Sunday, April 05, 2009

Sunday Poetry: The Elephant is Slow to Mate, by D. H. Lawrence

The Elephant is Slow to Mate

The elephant, the huge old beast,
is slow to mate;
he finds a female, they show no haste
they wait

for the sympathy in their vast shy hearts
slowly, slowly to rouse
as they loiter along the river-beds
and drink and browse

and dash in panic through the brake
of forest with the herd,
and sleep in massive silence, and wake
together, without a word.

So slowly the great hot elephant hearts
grow full of desire,
and the great beasts mate in secret at last,
hiding their fire.

Oldest they are and the wisest of beasts
so they know at last
how to wait for the loneliest of feasts
for the full repast.

They do not snatch, they do not tear;
their massive blood
moves as the moon-tides, near, more near
till they touch in flood.

- by D. H. Lawrence
__________________________________________

We had dinner last night with a couple freshly in love, though at a more mature age. She, I would guess, is in her late thirties and he may be a couple years older. I know her better than I know him, and I've always thought of her as somehow autonomous in matters of the heart - someone who would date but not seek or find a long-term, "big" relationship. I was mistaken, and it was fun to how "love-struck" plays across the features of those who may have an extra laugh-line around their eyes.

It brought to mind this poem, which I read but didn't really think much about in high school. This is the famous D.H. Lawrence, whose "filthy" novel "Lady Chatterley's Lover" was the subject of national controversies in Britain, Australia, India and the United States. Somehow, traditional marriage and life as we know it survived the publication of that book, and I suspect will survive whatever fresh challenges it faces in every generation.

This poem refers back to pantheon of traditional love poems, with special reference to "To his Coy Mistress", by Andrew Marvell. Indeed, the poem seems almost directly addressed to the first lines of that poem:
Had we but world enough, and time,
This coyness, lady, were no crime.
We would sit down and think which way
To walk, and pass our long love's day;
Thou by the Indian Ganges' side
Shouldst rubies find; I by the tide
Of Humber would complain. I would
Love you ten years before the Flood
India is known for its elephants, and Lawrence chooses to defend the sort of love that grows more slowly, unhurried by "Time's winged chariot".

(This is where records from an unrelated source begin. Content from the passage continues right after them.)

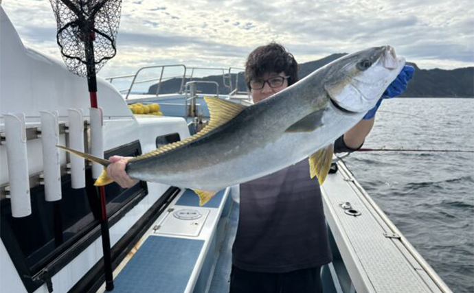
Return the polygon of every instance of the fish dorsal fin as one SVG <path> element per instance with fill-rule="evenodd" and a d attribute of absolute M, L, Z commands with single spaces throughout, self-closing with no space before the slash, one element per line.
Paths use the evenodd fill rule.
<path fill-rule="evenodd" d="M 311 178 L 317 177 L 319 185 L 322 185 L 329 173 L 332 162 L 334 145 L 329 145 L 309 156 L 309 173 Z"/>
<path fill-rule="evenodd" d="M 207 191 L 206 190 L 192 189 L 199 196 L 199 207 L 207 204 L 208 201 L 217 194 L 216 191 Z"/>
<path fill-rule="evenodd" d="M 204 99 L 207 103 L 209 113 L 211 115 L 211 121 L 208 126 L 214 128 L 232 120 L 247 108 L 240 104 L 217 97 L 205 97 Z"/>
<path fill-rule="evenodd" d="M 192 137 L 183 139 L 182 141 L 165 145 L 141 156 L 132 158 L 128 160 L 128 161 L 133 162 L 142 159 L 157 156 L 163 154 L 163 152 L 174 150 L 181 145 L 190 143 L 203 135 L 210 132 L 221 125 L 225 124 L 226 122 L 232 120 L 232 118 L 237 116 L 238 113 L 247 108 L 247 106 L 240 105 L 240 104 L 221 99 L 217 97 L 204 97 L 204 99 L 205 100 L 206 103 L 207 103 L 209 112 L 211 115 L 211 120 L 209 121 L 209 124 L 200 132 Z"/>

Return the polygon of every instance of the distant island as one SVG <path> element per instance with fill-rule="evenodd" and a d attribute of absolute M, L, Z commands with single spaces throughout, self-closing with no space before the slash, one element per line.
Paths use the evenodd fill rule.
<path fill-rule="evenodd" d="M 322 59 L 300 65 L 300 78 L 303 78 L 315 70 L 339 58 L 346 54 L 335 54 Z M 407 62 L 415 67 L 415 75 L 410 82 L 408 89 L 400 97 L 474 97 L 474 67 L 458 68 L 452 70 L 420 69 L 416 64 Z M 238 91 L 245 91 L 243 73 L 238 73 Z M 193 80 L 214 81 L 219 84 L 219 94 L 229 93 L 229 89 L 223 84 L 222 75 L 210 75 Z M 232 75 L 233 82 L 236 73 Z M 186 82 L 189 79 L 186 79 Z M 181 79 L 174 78 L 161 82 L 160 93 L 172 93 L 178 91 Z M 148 93 L 156 93 L 157 84 L 148 89 Z M 198 89 L 203 93 L 214 93 L 216 86 L 210 84 L 199 84 Z"/>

Structurally, the poem isn't a sharply wrought sonnet or other tight form. Instead, it mingles long lines and shorter lines, with kind of a halting and leisurely flow. And notice the vowels - they are almost all long sounds, except for "dash in panic". One could take 5 minutes to read this poem aloud, if one chose to linger on the long sounds of phrases like "slowly, slowly to rouse", "show no haste", and, my favorite, " their massive blood/ moves as the moon-tides". Like most great poems, this one gains strength from reading aloud, as the sounds combine with the sense.

Poetry celebrates love in all its forms and depths. Marvell was in a hurry, Paschen wanted a quickie in a taxi, Harrison saw it in an old man smoking and Lawrence waits for the fullness of time. Is love best when two fully mature beings touch in the flood of their gathered experience, as Lawrence describes?

Lawrence, wisely, makes no such claim. He merely celebrates the love that grows more slowly than the immediate love more frequently written in verse. It's a joy to witness love at any age, at any pace. We two couples talked until after they put the "Closed" signs in the windows. Earlier this week, the state due north of us, a Supreme Court unanimously endorsed the expansion of marriage to include a new form of couple, and people are worried about the impact of that on the institution of marriage. Personally, I suspect that love and marriage will endure like elephants, even if some are dashing in panic.